P157. Vivax malaria recurrent in astest bronchite carrier with region amazonica: case report

Adriana Ramalho (BR), EDNEA DE OLIVEIRA (BR), MARIA DA CONCEIÇÃO SIMÕES (BR), Fernanda Paula De Freitas Rosa De Mello (BR), Kryzia Rodrigues Carvalho (BR)

[Ramalho] MATERNIDADE MUNICIPAL MÃE ESPERANÇA, [DE OLIVEIRA] HOSPITAL DE BASE ARY PINHEIRO, [SIMÕES] MATERNIDADE MUNICIPAL MÃE ESPERANÇA, [De Freitas Rosa De Mello] , [Rodrigues Carvalho]

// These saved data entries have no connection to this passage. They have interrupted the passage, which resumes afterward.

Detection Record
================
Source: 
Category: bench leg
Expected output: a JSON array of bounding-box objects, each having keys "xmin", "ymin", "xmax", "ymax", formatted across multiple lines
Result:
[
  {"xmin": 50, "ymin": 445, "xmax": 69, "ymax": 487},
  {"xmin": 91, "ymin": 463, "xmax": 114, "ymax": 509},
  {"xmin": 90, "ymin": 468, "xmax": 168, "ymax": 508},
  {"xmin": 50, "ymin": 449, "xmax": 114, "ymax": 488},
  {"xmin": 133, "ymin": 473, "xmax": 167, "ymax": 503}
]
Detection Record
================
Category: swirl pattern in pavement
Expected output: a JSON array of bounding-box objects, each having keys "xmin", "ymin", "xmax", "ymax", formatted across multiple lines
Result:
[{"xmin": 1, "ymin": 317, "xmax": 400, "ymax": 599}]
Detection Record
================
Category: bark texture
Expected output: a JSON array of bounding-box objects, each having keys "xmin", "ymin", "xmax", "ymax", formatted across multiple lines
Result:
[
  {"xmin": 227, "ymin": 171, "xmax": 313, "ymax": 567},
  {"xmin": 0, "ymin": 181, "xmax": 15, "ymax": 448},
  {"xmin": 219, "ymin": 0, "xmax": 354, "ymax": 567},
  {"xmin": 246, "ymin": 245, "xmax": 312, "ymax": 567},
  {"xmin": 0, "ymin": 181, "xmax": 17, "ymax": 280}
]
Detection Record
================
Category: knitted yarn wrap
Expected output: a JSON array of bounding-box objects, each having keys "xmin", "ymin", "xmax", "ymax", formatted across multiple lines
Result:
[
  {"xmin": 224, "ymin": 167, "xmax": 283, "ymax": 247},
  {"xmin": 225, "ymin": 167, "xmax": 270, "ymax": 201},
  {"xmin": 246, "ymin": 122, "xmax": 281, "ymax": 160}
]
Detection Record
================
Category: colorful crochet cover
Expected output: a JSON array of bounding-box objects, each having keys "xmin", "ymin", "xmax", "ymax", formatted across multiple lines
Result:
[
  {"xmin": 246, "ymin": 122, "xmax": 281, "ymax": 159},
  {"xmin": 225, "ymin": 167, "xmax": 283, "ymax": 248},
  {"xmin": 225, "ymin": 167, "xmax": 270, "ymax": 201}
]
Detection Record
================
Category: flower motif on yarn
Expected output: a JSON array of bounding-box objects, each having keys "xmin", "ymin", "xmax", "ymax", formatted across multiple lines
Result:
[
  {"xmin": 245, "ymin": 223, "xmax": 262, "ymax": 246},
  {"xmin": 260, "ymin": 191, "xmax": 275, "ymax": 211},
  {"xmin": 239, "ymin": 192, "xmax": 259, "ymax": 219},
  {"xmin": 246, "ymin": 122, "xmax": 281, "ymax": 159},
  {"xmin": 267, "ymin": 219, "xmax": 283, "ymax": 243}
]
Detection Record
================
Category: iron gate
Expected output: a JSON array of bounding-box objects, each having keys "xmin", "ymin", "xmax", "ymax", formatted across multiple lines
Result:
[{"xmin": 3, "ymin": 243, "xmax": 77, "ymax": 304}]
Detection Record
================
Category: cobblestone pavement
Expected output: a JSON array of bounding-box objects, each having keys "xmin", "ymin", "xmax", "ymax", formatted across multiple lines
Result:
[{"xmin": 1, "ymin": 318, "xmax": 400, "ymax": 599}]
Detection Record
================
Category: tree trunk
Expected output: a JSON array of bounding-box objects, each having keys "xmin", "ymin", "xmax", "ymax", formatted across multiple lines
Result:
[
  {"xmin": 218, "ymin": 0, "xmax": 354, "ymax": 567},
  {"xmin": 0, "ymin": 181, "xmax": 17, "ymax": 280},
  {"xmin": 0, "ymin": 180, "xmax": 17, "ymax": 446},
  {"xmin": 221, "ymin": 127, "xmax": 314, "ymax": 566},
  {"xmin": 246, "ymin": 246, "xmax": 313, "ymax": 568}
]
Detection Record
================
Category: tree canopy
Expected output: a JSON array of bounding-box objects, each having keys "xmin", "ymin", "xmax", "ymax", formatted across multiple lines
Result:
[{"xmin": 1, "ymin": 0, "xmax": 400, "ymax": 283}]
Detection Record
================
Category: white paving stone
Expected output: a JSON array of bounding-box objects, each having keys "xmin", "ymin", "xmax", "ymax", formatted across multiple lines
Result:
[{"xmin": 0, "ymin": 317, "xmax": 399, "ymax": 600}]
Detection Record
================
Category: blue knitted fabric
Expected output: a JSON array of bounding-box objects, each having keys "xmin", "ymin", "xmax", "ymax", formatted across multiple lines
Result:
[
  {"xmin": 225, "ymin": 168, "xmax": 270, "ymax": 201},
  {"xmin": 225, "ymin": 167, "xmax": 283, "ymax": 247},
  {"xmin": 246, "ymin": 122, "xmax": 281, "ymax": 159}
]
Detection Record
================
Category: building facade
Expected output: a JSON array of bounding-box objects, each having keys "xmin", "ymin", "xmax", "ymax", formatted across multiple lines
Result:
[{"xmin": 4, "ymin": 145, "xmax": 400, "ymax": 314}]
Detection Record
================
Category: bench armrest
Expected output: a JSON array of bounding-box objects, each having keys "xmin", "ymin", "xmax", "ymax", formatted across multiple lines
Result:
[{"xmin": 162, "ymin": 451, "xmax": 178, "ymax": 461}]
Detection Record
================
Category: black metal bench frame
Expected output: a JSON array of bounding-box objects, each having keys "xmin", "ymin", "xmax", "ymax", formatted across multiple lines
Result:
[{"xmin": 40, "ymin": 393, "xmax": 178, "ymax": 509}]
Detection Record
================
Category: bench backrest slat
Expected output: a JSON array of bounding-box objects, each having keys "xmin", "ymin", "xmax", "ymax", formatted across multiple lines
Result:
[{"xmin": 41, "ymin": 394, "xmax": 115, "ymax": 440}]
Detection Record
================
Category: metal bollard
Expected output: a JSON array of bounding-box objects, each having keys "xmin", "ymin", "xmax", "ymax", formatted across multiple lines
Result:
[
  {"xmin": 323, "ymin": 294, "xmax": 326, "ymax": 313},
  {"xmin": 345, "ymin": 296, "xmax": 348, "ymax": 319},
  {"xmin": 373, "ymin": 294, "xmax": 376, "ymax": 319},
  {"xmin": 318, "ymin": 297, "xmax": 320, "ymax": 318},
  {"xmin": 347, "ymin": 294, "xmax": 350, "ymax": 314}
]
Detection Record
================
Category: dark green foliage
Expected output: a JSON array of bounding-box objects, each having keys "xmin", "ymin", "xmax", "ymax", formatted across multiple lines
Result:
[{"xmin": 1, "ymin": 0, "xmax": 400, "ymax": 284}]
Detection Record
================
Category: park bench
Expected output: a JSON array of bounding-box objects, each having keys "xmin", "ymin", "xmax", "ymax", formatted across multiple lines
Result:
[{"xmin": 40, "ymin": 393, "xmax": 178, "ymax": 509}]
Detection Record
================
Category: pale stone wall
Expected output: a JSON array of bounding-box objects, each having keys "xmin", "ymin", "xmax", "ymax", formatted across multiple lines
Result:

Introduction Plasmodium vivax is a protozoan parasite. Most common cause of recurrent malaria. In this work, a case of Recurrent vivax malaria in pregnant women, followed during hospitalization at Ary Pinheiro Base Hospital in Porto Velho, Rondônia. Objectives To report a case of recurrent vivax malaria in a pregnant woman with asthmatic bronchitis at a hospital in Porto Velho-RO And review literature on plasmodium transmission. Methodology The present work uses bibliographic research reference, in order to seek information and report this case on reinfection by Plasmodium Vivax in pregnancy. Results and Conclusions D.S.C female patient, G1P0A0, 15 years old, from Porto Velho, came from the home to the obstetric center of the Base Hospital Ary Pinheiro (HBAP) on 11/11/2016, with gestational age (GI) of 21S1D. The patient arrives referring treatment for vivax malaria. Physical examination at normal admission, blood pressure 110/70 mmHg. Obstetric examination revealed a normal tonus uterus, without Dynamic, with 21cm of height, heart beats present 142 bpm. Vaginal touch showing closed cervix. We requested research of plasmodium (PP) obstetric ultrasonography. Confirmed the diagnosis of plasmodium infection Vivax ++ / 4+, started treatment with chloroquine 150mg scheme 4/3/3 and sent to the High Risk Pre-Natal (PNAR). On 03/13/2017 patient with IG 38S4D, returned to the HBAP obstetric center with fever starting weeks ago. Exam Normal physical input, blood pressure 120/70 mmHg. Obstetric examination revealed a normal tonus uterus, 38 cm high, Heart rate present 157 bpm. Unrealized vaginal tap. PP, PCR, EAS and Serologies were requested. Confirmed Diagnosis of reinfection by plasmodium vivax ++ / 4+, SNR and EAS with massive pyuria, initiated antibiotic therapy. The patient was admitted to the HBAP ward and remained for seven days, being transferred to the obstetrical center where the Cesarean section occurred with 39S3D. Procedure without intercurrences. With live newborn males weighing 2,936 g, Being 41cm tall. There were no malformations.